Dust emissions from eastern Australia during the mid to late Holocene record changing hydro-climatic conditions and landuse.

Thursday, 18 December 2014: 5:30 PM
Samuel K Marx, University of Wollongong, Wollongong, NSW, Australia, Hamish A McGowan, The University of Queensland, Brisbane, Australia and Balz Kamber, Trinity College Dublin, Dublin, Ireland
Dust emissions, determined from dust deposition rates in sedimentary archives, are sensitive indicators of landscape change in dust source areas. Changing patterns in dust output are most often interpreted to indicate changing aridity, where increased dust emissions occur in response to increased aridity. However, the controls on the degree of dustiness are complex and in addition to aridity include sediment availability and windiness. Sediment availability is influenced not only by climate, but also landuse. Despite this, dust emissions can be used to reconstruct landscape response through time. Rates of dust deposition downwind of the main dust producing regions of eastern and central Australia are examined in this study. Prior to agricultural development, dust emissions from this region appeared to be driven by changes in the position of synoptic scale circulation features combined with the operation of teleconnections. However, following widespread agricultural development dust output increased significantly, with patterns linked to human activity; although the influence of climate was still apparent. Different dust source regions appear to respond differently to spatial variability in climate. Dust emissions increased from central Australia desert after 4500 cal. BP, interpreted as a response to a northward positioning, and possible strengthening, of the baric ridge.
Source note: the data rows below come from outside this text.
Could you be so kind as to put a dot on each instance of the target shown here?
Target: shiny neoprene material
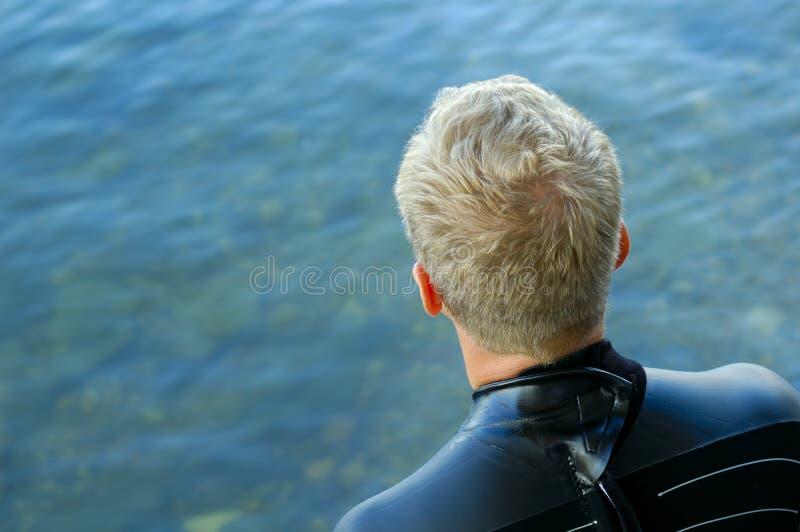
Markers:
(584, 449)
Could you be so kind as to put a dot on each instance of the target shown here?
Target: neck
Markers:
(484, 367)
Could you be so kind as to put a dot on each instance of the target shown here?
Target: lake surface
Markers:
(159, 159)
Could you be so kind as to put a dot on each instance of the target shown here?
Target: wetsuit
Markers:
(598, 443)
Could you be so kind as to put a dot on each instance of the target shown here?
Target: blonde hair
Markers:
(511, 200)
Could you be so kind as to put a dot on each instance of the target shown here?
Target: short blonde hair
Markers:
(511, 200)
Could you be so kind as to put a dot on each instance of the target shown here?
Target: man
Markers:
(512, 202)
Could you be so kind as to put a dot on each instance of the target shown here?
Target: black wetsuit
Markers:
(598, 443)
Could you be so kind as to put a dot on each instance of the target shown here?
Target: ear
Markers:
(431, 300)
(624, 245)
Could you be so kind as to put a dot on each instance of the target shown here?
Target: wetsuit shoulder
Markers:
(717, 450)
(686, 410)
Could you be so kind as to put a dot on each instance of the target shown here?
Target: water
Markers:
(153, 155)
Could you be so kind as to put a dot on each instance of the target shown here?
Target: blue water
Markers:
(154, 155)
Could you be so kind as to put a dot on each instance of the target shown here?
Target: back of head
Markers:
(511, 200)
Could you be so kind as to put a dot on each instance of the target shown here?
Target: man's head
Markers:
(511, 200)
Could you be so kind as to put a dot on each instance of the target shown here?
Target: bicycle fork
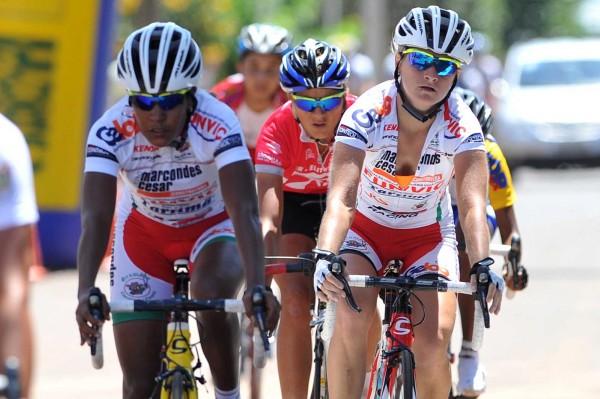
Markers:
(397, 335)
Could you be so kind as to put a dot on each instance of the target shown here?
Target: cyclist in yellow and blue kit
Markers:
(501, 215)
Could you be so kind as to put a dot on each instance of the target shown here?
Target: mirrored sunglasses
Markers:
(309, 104)
(166, 101)
(421, 60)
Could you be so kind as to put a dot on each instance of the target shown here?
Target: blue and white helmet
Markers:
(314, 64)
(437, 29)
(158, 58)
(264, 39)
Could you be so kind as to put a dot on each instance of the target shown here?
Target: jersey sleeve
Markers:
(356, 124)
(17, 194)
(272, 151)
(501, 190)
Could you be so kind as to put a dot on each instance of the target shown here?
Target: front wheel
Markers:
(405, 380)
(180, 387)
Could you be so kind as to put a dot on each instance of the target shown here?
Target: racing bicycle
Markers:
(392, 374)
(305, 263)
(178, 373)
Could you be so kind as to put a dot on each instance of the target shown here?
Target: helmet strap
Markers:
(411, 109)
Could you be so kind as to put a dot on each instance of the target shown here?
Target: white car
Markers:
(549, 101)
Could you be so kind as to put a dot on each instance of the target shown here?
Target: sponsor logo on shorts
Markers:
(136, 286)
(98, 152)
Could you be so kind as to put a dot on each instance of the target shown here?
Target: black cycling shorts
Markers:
(302, 213)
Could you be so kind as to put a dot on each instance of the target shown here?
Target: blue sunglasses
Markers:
(166, 101)
(309, 104)
(421, 60)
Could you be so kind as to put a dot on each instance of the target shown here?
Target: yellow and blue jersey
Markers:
(501, 190)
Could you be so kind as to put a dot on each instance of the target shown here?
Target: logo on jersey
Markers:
(385, 108)
(93, 151)
(109, 135)
(392, 214)
(430, 159)
(203, 124)
(127, 129)
(229, 142)
(453, 128)
(474, 138)
(162, 180)
(346, 131)
(386, 162)
(145, 148)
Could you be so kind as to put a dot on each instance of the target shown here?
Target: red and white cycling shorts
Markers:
(144, 251)
(423, 250)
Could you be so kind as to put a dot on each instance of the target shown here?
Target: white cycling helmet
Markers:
(437, 29)
(264, 39)
(160, 57)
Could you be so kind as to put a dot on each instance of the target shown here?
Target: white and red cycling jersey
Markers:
(398, 201)
(406, 217)
(284, 148)
(173, 186)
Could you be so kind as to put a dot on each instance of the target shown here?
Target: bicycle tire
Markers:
(319, 368)
(178, 386)
(405, 380)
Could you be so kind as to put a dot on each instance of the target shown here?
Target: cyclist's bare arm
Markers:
(471, 172)
(98, 206)
(341, 205)
(239, 194)
(270, 199)
(341, 198)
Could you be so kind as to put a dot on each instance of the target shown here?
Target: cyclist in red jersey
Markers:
(254, 92)
(188, 183)
(397, 149)
(293, 154)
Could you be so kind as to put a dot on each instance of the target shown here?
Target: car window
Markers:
(560, 73)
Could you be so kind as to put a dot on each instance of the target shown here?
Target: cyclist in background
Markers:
(502, 196)
(397, 149)
(254, 92)
(293, 155)
(188, 182)
(18, 214)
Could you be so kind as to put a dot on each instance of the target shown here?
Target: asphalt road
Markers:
(543, 345)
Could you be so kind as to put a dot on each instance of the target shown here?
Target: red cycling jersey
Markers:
(284, 148)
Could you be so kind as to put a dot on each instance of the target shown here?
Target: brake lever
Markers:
(336, 268)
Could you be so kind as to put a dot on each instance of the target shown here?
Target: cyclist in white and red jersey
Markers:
(18, 213)
(397, 148)
(293, 154)
(188, 181)
(254, 92)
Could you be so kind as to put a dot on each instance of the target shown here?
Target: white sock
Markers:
(467, 345)
(233, 394)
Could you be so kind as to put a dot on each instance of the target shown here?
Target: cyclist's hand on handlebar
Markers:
(327, 286)
(88, 324)
(495, 288)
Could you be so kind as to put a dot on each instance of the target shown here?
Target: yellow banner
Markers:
(47, 60)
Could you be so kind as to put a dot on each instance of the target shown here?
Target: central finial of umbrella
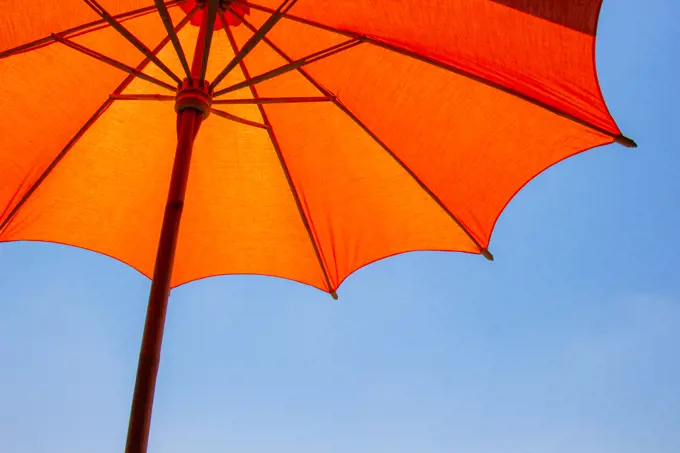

Peak dust emissions from central Australia occurred at around 3500 cal. BP, coincident with a generally dry climate but also apparent peak El Niño Southern Oscillation (ENSO) variability. High ENSO variability is thought to have driven increased dust emissions as rapid changes between wet and dry sequences resupply sediment to dust source areas during wet phases, before it is entrained and transported during subsequent dry periods. By contrast, at the same time in more southerly latitudes (Australia’s western Murray-Darling Basin (MDB)) dust emissions were lower than at any other time. This is assumed to be associated with increased advection of moisture into the MDB during enhanced westerly circulation inhibiting dust entrainment. The records presented here imply that variability in hydro-climatology and landuse in Australia’s arid-lands have driven changes in dust output of up to ~20 times during the late Holocene.